For the second part of the lesson, we made a T-chart in our writing notebooks. We titled the left side Nouns and I set the timer for three minutes, asking them to list all the nouns they could see in the painting independently. After the time went off, we spent another three minutes sharing words as a group. This gave us a chance to add to our own lists and check to make sure that all of the nouns were, in fact, nouns. We repeated the same process with a list of Adjectives on the right side and looked for more ‘juicy’ versions if a more common adjective was provided.

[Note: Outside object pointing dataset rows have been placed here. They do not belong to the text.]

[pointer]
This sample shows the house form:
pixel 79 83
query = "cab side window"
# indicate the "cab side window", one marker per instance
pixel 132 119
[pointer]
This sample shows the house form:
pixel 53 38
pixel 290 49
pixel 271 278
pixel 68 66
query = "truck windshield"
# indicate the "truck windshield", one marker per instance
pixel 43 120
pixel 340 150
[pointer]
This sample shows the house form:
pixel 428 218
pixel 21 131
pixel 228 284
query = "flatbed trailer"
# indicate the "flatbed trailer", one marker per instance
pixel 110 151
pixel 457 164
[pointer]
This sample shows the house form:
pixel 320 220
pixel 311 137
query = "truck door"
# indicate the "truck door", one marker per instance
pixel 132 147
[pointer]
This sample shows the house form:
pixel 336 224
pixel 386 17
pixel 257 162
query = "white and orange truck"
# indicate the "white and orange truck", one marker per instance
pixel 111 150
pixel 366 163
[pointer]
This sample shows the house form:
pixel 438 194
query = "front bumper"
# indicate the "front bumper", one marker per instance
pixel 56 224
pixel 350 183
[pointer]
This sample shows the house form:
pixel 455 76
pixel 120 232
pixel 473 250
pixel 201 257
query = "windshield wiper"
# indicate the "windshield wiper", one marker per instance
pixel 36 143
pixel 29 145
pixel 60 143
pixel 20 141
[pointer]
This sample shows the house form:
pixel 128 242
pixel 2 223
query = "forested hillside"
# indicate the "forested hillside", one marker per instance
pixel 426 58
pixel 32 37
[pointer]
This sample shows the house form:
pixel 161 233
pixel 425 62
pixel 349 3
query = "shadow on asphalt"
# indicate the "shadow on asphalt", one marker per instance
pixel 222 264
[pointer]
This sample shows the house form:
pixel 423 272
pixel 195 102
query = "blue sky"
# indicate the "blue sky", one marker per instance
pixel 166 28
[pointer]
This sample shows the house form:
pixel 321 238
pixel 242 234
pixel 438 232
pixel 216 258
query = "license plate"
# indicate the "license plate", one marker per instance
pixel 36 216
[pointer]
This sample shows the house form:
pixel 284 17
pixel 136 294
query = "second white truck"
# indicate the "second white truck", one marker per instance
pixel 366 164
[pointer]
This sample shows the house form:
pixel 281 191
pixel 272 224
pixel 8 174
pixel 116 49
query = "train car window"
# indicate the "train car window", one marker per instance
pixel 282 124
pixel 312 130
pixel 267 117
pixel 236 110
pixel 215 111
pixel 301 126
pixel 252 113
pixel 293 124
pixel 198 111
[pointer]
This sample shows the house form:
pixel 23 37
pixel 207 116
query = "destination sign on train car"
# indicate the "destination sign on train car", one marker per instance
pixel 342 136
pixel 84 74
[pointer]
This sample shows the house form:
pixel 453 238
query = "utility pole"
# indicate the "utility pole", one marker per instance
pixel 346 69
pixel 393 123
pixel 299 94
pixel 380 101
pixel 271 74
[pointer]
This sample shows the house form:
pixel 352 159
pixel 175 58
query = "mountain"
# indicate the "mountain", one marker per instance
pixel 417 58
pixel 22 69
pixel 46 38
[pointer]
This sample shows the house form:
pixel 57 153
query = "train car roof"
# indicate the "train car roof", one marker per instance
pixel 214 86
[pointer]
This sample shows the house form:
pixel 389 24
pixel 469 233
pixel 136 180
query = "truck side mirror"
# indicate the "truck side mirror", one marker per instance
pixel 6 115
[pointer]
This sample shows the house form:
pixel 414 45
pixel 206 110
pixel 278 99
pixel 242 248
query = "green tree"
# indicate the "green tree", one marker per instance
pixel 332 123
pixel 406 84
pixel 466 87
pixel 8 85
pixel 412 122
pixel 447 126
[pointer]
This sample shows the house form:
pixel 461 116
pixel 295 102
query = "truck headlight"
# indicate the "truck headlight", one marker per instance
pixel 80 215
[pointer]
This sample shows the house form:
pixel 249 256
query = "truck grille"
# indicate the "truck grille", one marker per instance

With our lists complete, I presented the challenge of a Six-Word Story. “What?! You can’t write a whole story in six words!” was the immediate response. “How is that even possible?” “Does it have to be a sentence?” After some discussion and a bit more complaining (okay, a lot more) they got to work. As they came up with their initial stories, I offered to tweet them on our classroom Twitter page. This always motivates them in a way I can’t quite explain. You can visit our feed for more but here are a few of our favorites:


I realized as I was typing up their stories that I had forgotten to tell them that they could ONLY use the nouns and adjectives from their list. Oops. There wasn’t enough time remaining to do that today so as we revise, I will ask them to do just that. I do like to give them freedom to alter assignments to suit their own style but I think in this case their writing would have been stronger and more descriptive if they eliminated all the other words.